Since the invention of cars, drivers have had some sort of device for playing music, even though it was portable. Many years ago, when you were driving your car, you only had to listen to the radio. The radio turned out to be a distraction even then. As technology progressed in vehicles, drivers had the option of installing 8-track, cassette and CD players in their cars. With today’s technology, cassettes and CDs are a part of the history books. The main multimedia devices now are MP3 players and iPods. These tiny music players have the capacity to hold anyone’s entire music collection in a small “thin razor” electronic device. Now people can listen to their music on the go … anytime, anywhere, which poses some challenges.
In recent years, manufacturers have installed inputs in vehicles that allow people to plug in their MP3 players or iPods. If you are not able to have a new car with an MP3 player connection, it may be difficult to listen to your music. Lacking a proper connection, some drivers turned to listening to their players through their headphones while driving their vehicle.
While driving a vehicle, the use of headphones presents many risks and is illegal in most states.

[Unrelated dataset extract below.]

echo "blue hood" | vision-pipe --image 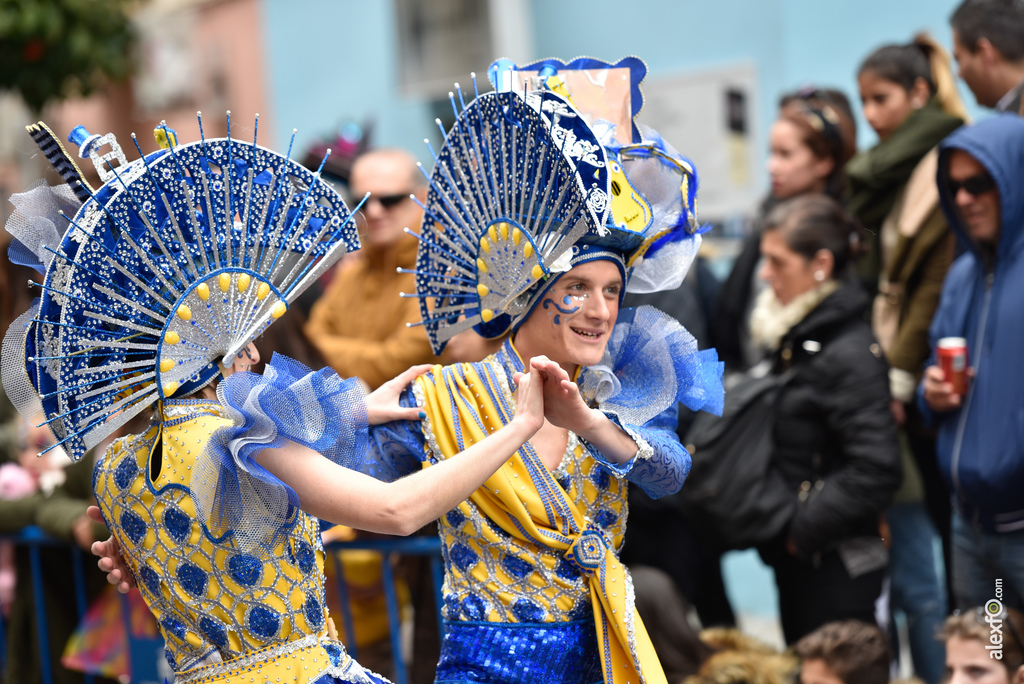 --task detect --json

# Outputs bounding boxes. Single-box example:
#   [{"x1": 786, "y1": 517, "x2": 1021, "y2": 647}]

The most obvious reason why this is dangerous is that you cannot hear what is going on around you. With the headphones on, it becomes very difficult to hear emergency vehicles and other cars that might honk to alert you of a pedestrian, other vehicle, or potential dangers. Additionally, wearing headphones prevents you from hearing your own vehicle which may make noises indicating a mechanical problem.
One final issue with using your MP3 player in your car is the potential distraction, even without the headphones. Many iPods and MP3 players have enough storage space for your entire music collection. With a large amount of songs to choose from, drivers can be distracted by scrolling through songs and choosing the “perfect” driving playlist.

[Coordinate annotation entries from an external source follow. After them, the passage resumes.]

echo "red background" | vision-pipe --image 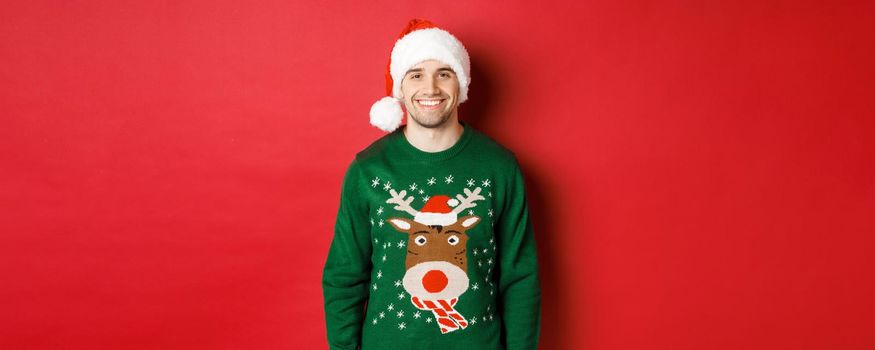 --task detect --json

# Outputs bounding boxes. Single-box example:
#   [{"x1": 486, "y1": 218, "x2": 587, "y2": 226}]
[{"x1": 0, "y1": 1, "x2": 875, "y2": 349}]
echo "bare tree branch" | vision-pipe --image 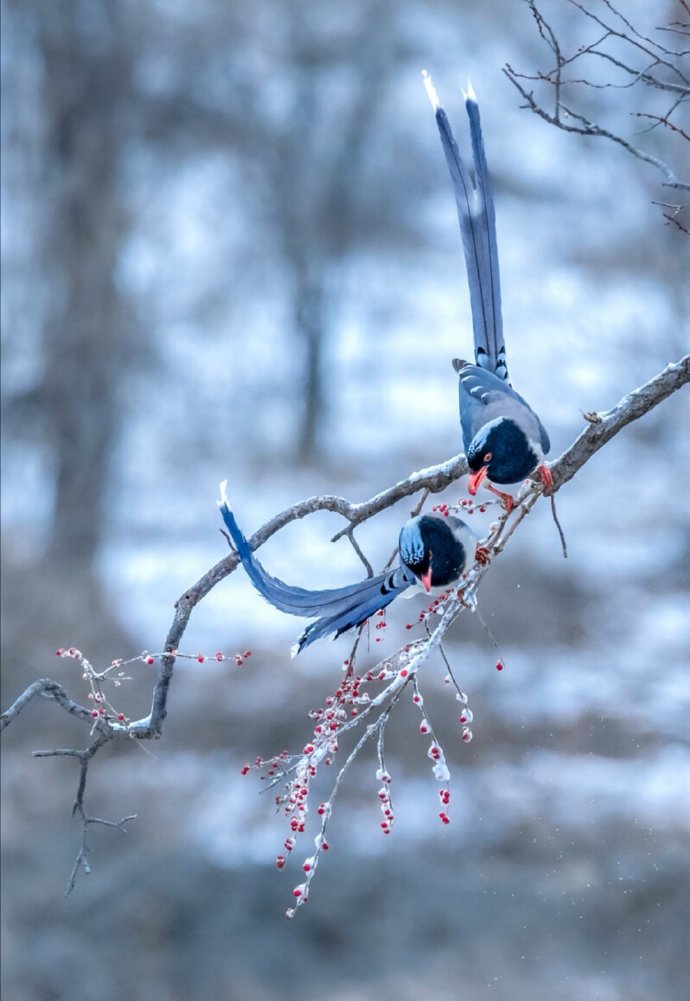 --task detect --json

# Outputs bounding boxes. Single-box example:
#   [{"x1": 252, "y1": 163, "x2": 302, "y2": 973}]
[
  {"x1": 0, "y1": 355, "x2": 690, "y2": 893},
  {"x1": 504, "y1": 0, "x2": 690, "y2": 223}
]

Not only is it illegal to wear them while driving a vehicle, it is also illegal to wear them while riding a bicycle. Remember that most states enforce their driving laws for cyclists, which includes the proper use of hand signals, keeping the lanes, etc. Often times a vehicle cannot see bicycle traffic, so it is even more important that cyclists hear cars and trucks.

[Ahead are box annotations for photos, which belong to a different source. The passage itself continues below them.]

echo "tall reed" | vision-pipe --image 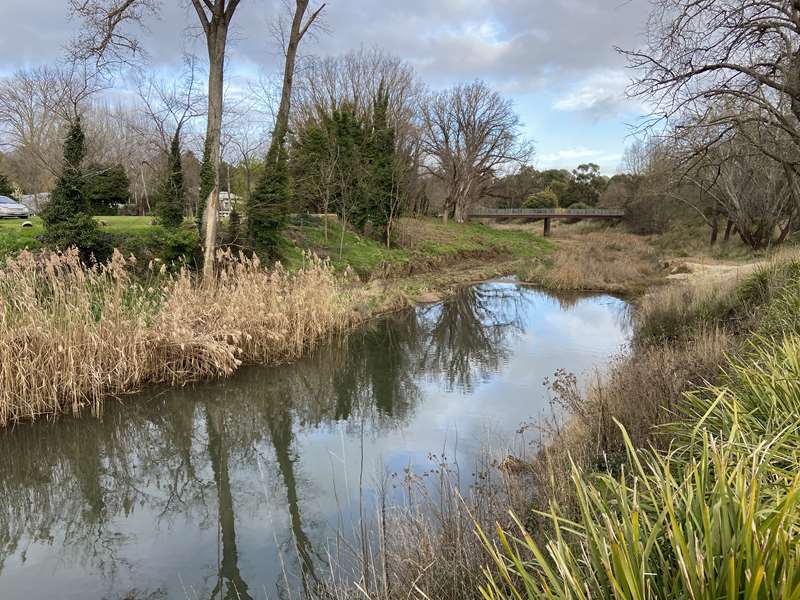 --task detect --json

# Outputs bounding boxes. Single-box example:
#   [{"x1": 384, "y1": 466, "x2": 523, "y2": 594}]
[
  {"x1": 0, "y1": 250, "x2": 354, "y2": 426},
  {"x1": 478, "y1": 263, "x2": 800, "y2": 600}
]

If you have an iPod or MP3 player and can’t drive without your music, there are steps you can take to make your player a little safer:
1. If your vehicle did not plug it in, consider purchasing an FM transmitter or cassette adapter. These two devices will allow you to play your music player through your stereo.
2. In order to avoid being distracted while driving compose playlists of your favorite songs, that way you won’t be scrolling through your music collection trying to choose the songs you like.
3. If you find that you have fallen or need to adjust your music player, find a safe place. If you need to stray from the road, all move away and give yourself three extra feet of pavement clearance. This will provide additional protection against a distracted driver who may drift into your lane and give you a better view when you are ready to hit the road.
By following these tips, you can reduce your distractions and enjoy driving while listening to your favorite music.